Hermann Parzinger, Präsident des Deutschen Archäologischen Instituts, legt eine ausgewogene, gut lesbare Überblicksdarstellung über das sagenumwobene Volk der Skythen vor. Das 4. Jahrhundert v. Chr. war die Blütezeit dieser wehrhaften Reiterkriegernomaden des eurasischen Steppenraums, die mit ihren Überfällen die altorientalischen Reiche in Angst und Schrecken versetzten (vgl. DAMALS 12-1997). Am Beginn der Darstellung stehen die Aussagen der antiken Geschichtsschreibung über die Skythen im Nordschwarzmeerraum und im Vorderen Orient. Zahlreiche detaillierte, bisweilen auch sagenähnliche Mitteilungen sind Herodot und Hippokrates zu verdanken.
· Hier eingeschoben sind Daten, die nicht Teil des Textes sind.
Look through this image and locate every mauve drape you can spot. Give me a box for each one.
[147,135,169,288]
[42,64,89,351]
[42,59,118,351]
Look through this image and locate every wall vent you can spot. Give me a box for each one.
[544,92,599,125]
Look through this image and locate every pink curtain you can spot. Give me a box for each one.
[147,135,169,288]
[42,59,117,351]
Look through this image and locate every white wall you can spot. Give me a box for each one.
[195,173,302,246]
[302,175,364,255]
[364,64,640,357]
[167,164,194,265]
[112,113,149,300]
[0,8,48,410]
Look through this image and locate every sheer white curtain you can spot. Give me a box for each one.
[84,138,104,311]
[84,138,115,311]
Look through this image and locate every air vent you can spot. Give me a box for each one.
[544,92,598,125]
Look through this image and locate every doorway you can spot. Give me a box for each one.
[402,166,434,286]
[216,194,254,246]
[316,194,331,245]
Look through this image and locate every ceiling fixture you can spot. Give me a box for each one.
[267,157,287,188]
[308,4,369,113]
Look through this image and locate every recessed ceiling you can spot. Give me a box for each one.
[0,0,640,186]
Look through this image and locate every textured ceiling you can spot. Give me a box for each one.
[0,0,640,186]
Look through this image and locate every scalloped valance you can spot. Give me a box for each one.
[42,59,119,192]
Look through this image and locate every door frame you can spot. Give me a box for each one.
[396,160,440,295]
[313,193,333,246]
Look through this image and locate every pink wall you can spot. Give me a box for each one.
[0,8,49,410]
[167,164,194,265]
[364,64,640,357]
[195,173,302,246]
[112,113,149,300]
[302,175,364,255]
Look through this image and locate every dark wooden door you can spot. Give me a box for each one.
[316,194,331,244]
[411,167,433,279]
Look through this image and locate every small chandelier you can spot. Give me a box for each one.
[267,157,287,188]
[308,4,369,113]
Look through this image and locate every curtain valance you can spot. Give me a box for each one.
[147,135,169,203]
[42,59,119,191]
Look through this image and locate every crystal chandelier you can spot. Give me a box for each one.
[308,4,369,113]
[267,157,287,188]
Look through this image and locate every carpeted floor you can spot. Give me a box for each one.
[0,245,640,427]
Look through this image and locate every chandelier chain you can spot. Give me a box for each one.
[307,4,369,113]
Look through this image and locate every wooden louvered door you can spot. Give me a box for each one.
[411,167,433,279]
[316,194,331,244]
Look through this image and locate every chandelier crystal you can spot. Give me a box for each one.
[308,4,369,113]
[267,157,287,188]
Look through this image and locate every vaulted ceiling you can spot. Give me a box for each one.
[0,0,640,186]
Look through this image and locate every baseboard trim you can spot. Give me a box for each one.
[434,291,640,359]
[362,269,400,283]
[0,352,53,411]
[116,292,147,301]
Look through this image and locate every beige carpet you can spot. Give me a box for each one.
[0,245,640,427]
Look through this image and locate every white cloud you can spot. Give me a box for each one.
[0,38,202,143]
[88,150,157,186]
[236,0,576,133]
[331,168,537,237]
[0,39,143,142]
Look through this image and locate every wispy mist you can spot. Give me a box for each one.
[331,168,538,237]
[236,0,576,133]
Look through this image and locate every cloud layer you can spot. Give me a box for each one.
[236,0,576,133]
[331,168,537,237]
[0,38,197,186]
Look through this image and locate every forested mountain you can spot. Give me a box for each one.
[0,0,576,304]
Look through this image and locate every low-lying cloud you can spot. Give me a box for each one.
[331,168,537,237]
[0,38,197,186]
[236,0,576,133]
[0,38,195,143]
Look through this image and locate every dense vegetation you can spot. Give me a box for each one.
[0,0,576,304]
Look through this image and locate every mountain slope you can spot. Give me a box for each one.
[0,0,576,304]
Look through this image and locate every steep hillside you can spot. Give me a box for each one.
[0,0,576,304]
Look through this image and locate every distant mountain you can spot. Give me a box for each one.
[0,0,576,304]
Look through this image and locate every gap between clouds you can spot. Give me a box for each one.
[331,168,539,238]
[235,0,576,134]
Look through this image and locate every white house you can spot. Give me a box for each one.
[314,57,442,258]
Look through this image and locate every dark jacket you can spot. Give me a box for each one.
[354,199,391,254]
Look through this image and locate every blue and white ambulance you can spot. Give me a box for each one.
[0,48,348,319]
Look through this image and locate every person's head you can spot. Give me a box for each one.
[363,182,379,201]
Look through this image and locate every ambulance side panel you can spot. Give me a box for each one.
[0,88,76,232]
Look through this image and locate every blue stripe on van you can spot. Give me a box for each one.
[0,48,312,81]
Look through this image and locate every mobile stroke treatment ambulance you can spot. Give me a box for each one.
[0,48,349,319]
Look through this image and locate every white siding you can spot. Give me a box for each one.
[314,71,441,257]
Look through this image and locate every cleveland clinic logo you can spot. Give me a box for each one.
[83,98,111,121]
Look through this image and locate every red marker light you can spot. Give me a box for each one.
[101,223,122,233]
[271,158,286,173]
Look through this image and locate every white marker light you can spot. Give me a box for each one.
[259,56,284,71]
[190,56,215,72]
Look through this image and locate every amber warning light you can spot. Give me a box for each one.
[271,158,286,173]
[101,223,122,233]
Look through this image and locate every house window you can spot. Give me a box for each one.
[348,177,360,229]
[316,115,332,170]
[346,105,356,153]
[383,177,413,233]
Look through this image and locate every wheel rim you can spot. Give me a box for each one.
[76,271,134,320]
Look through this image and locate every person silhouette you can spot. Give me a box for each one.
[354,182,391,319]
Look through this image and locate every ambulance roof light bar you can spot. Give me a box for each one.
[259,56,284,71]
Es wird deutlich, daß dem Raum östlich des Ural-Gebirges sowie Sibirien und dem an Sibirien angrenzenden Teil des heutigen Kasachstan für Ursprung und Geschichte der Skythen eine wichtige Rolle zukommt. Parzinger ist prädestiniert, den aktuellen Forschungsstand zum Thema darzulegen, denn unter seiner Leitung wurden die Ausgrabungen in der zentralasiatischen Republik Tuwa durchgeführt – mit sensationellen Ergebnissen. In Tuwa und im Minusinsker Becken (bei Abakan) förderten nämlich die Archäologen in den letzten Jahrzehnten reiche Kurgane (Grabhügel) mit prachtvollen Goldschmiedearbeiten zutage. In Tuwa läßt sich am frühesten fassen, wann und unter welchen Einflüssen sich die reiternomadischen Verbände mit ihren neuartigen Kampftechniken, dem auffallenden Tierstil auf Waffen und Schmuck und der hohen sozialen Differenzierung herausbildeten. Parzinger gibt einen instruktiven Überblick über die monumentalen Grabanlagen von Arschan vom Ende des 9. bzw. Anfang des 8. Jahrhunderts v. Chr.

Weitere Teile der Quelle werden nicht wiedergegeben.